Course Number: 470.752.81
Class Schedule (including semester-specific information)
Class Syllabus (independent of semester)
This course will be offered via distance learning technology. Beyond the general requirements below, distance learning imposes additional requirements on students and teacher. A high degree of interaction is a must. This is not a self-paced course.
The United Nations was established principally as a collective security arrangement after two devastating world wars. The League of Nations, lacking participation of the U.S. and the U.S.S.R., failed to prevent WWII. The organization dissolved, but the idea did not. The immediate motivations included the two world wars, the Great Depression that contributed to WWII, and the crimes against humanity committed in Europe and Asia. The UN was established by the victorious powers and has evolved during the Cold War, the decolonization era, and the post- Cold War era. The course pays particular attention to the original formulation of the UN system, its evolution, its current state, and its trajectory for the 21st century.
Students are required to undertake considerable reading each week and are expected to attend online and participate in class discussions. The principal output of the class is a paper that addresses a specific issue related to the United Nations. The primary inputs include a textbook and selected articles from scholarly journals. Each student is expected to contribute to class discussion.
Students are expected to leave the course with an understanding of the principal organs of the UN, the subsidiary and specialized agencies, the evolution of the UN system, and why the system is what it is. Students are expected to leave the course with the ability to enter into an informed debate on international security and the role of intergovernmental organizations. A second category of objective is to ensure that students can use the University's electronic research resources and are familiar with the journals and web resources relevant to the UN.

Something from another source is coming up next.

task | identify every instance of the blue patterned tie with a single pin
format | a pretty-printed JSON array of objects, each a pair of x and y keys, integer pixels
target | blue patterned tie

Attendance is taken week-by-week. To be in attendance during a week, you must meet two requirements: (1) you must post at least one message to any of the class discussions on four different days during each week, and (2) if you miss any two weeks of attendance, you will be withdrawn and will not be eligible to earn a grade. Any message you post in discussions will count towards the attendance requirement regardless of its quality. Attendance is not a graded activity. Weeks end at midnight Tuesday EST and the new week begins Wednesday morning. EST is chosen because most students are in the DC area. Some students, however, are posted around the world, and the instructor is CST.
Course Contact Information
Professor: D. Robert Worley, Ph.D.
Web Pages: JHU web-based system (Sakai). Independent backup system.
Office Hours: Email is the most reliable way to contact me. If you need voice contact, please make an appointment via email for a telephone call. I can generally arrange to be at home from 8:00 PM until 11:00 PM EST during the week and on weekends.
The strength of the university depends on academic and personal integrity. In this course, you must be honest and truthful. Ethical violations include cheating on exams, plagiarism, reuse of assignments, improper use of the Internet and electronic devices, unauthorized collaboration, alteration of graded assignments, forgery and falsification, lying, facilitating academic dishonesty, and unfair competition. Report any violations you witness to the instructor.